While most moggies could probably fend for themselves if they absolutely had to, they probably much prefer the cushy lifestyle that co-habitating with humans brings them.
After all, if it weren't for the people in their lives, cats wouldn't be able to enjoy afternoon naps on the window sill, or a warm bed to sleep in. And they'd have to go out hunting for food, instead of simply wandering into the kitchen to munch on a nutritious bowl of Iams cat food whenever their furry tummies start grumbling.
What's more, human intervention can help to ensure a cat lives a long, happy and healthy life.
Michelle Warfle, manager at Best Friends Animal Society, a pet welfare charity in the US, suggests there are several things that people can do to look after their cats' health - particularly the animals' skin and eyes.

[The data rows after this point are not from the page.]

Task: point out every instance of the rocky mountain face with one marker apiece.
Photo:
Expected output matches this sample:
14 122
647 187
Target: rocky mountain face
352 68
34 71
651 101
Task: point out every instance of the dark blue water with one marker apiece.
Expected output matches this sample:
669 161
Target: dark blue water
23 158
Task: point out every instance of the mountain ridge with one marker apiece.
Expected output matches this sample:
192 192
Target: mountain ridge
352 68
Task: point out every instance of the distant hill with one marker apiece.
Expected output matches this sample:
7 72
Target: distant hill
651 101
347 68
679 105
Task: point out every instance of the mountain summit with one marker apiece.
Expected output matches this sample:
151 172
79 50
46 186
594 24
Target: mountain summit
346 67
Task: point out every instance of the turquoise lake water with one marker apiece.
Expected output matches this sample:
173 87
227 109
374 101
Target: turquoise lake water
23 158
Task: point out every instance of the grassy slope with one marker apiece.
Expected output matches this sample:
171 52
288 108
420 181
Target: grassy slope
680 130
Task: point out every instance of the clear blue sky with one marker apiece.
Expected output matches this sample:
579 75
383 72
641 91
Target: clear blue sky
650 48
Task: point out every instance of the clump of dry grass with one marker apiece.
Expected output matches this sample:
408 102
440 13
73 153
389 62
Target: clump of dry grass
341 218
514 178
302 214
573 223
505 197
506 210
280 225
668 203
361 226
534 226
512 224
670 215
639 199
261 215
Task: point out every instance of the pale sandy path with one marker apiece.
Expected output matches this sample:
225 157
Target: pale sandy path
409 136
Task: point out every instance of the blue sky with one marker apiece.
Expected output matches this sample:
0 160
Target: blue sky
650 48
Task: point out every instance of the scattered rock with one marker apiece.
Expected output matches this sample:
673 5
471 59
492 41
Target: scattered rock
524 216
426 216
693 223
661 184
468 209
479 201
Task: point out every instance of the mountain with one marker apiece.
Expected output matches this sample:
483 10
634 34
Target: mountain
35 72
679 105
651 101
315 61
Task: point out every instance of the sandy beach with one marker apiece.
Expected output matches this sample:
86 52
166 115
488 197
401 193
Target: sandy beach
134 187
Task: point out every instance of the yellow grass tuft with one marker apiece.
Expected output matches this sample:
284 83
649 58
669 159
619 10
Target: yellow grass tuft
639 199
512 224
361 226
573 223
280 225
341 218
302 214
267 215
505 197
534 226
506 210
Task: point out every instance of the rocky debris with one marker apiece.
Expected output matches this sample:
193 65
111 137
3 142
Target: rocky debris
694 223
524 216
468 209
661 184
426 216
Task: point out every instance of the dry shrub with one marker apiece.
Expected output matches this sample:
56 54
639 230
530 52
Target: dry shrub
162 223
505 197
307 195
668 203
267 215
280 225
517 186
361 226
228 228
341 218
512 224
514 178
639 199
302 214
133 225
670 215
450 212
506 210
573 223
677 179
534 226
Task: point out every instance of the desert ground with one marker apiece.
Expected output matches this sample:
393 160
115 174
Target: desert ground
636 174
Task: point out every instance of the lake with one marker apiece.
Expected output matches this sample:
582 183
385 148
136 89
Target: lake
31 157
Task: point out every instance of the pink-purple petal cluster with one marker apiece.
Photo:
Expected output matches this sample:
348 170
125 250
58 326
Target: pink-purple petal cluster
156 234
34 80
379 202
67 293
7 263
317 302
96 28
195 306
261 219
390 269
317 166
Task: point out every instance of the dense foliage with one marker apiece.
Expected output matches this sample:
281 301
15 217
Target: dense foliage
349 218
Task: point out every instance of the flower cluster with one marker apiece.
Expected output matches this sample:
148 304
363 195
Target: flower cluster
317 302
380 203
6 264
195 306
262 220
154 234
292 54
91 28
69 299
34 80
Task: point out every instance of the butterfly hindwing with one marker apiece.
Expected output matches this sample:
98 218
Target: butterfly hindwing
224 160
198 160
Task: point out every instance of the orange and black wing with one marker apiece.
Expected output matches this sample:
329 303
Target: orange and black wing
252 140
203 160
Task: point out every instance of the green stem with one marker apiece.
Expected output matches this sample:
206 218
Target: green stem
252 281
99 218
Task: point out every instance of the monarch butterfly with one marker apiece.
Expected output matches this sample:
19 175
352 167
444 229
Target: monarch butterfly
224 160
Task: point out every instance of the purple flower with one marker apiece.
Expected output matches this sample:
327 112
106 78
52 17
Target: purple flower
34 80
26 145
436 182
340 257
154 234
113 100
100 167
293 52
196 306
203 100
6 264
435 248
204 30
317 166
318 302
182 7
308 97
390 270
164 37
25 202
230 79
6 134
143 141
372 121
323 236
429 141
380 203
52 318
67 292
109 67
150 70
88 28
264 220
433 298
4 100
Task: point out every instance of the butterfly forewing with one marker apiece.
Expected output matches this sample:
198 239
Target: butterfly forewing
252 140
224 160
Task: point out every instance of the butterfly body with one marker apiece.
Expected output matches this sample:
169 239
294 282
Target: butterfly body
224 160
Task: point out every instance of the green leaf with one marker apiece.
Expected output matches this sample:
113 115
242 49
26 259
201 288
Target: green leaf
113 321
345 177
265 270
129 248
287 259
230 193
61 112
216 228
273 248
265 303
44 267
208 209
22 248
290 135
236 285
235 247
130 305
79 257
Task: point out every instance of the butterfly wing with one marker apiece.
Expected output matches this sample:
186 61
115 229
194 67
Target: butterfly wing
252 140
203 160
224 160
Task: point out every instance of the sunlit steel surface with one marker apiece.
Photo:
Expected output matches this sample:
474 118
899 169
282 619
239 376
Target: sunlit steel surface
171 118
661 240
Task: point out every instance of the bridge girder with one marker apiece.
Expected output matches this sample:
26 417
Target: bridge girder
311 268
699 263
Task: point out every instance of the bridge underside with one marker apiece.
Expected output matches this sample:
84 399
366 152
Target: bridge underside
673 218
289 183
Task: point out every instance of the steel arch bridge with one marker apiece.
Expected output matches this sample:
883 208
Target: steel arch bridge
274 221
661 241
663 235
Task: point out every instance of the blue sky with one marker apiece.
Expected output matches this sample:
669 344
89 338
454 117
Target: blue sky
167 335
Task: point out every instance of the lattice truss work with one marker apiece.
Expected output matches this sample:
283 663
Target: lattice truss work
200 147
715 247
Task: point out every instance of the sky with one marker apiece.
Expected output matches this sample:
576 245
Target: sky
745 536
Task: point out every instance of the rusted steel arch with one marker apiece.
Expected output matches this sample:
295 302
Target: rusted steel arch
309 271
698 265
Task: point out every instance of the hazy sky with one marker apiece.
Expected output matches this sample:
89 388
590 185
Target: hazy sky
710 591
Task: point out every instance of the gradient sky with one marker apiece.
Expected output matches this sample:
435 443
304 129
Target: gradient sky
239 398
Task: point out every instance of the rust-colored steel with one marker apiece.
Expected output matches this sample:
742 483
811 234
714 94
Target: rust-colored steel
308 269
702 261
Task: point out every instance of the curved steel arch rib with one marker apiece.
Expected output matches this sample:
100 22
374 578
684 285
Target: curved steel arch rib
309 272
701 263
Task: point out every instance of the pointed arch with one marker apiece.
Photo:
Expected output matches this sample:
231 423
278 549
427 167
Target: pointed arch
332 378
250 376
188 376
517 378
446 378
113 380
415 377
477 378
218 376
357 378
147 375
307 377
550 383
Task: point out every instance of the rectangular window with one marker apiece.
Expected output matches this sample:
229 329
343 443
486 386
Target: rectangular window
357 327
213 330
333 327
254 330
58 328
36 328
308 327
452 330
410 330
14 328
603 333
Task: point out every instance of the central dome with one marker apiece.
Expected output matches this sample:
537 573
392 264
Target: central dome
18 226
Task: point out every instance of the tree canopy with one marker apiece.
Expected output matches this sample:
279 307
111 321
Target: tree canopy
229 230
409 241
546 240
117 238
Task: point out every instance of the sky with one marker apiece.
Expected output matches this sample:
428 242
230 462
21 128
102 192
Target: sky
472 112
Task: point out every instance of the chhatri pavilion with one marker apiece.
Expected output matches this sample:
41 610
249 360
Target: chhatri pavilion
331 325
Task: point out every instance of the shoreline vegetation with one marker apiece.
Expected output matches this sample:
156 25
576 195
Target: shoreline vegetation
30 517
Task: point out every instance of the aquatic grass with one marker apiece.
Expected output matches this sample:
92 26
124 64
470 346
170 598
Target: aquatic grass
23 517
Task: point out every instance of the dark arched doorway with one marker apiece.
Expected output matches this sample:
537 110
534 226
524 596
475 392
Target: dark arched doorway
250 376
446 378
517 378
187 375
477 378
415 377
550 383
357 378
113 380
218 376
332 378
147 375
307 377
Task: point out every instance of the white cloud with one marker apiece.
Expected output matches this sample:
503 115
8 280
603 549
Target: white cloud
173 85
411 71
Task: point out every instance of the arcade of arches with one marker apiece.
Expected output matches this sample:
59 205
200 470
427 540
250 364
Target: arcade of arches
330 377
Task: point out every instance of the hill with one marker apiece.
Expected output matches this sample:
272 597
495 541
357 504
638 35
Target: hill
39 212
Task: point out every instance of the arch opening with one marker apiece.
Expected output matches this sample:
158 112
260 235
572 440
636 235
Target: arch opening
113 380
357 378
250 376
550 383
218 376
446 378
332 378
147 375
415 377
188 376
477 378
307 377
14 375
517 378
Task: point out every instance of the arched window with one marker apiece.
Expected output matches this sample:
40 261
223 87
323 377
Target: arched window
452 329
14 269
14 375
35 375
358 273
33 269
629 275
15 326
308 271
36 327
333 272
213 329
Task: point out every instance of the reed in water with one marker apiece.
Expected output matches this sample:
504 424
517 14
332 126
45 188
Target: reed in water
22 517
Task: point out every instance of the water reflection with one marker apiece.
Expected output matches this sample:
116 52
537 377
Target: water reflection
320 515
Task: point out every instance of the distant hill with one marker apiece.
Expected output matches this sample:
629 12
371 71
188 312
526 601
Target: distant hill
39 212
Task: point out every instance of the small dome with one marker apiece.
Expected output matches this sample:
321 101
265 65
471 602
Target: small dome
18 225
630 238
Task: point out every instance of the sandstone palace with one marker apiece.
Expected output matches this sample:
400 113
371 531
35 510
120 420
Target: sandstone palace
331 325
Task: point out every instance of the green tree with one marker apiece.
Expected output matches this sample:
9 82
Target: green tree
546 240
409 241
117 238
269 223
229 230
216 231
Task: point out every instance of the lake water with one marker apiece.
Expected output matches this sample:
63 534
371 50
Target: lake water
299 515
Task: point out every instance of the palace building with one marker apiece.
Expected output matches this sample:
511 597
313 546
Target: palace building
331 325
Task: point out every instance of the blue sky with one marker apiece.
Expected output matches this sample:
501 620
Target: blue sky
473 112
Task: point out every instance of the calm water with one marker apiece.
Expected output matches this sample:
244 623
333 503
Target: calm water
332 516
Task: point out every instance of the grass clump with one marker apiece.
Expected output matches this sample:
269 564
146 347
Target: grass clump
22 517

"First and foremost, have your cat get regular medical checkups. Maintaining good dental and mouth care will help your cat continue to groom himself or herself well into the senior years," she explains, adding that a good quality diet will contribute to a thick and shiny coat and is also good for the animal's eye health.
She also suggests setting time aside every day to brush your cat. "This will stimulate the skin, get the dead fur out and minimise the chances of mats developing," she says. It will also give you the chance to spend some one-on-one time with your pet.
What's more, she urges us to remember that the damaging effects of UV radiation isn't just something that humans need to worry about. "Too much sun can be harmful to cats, especially white cats. If your cat does go outside, make sure he or she has areas to get out of the sunlight," is her recommendation.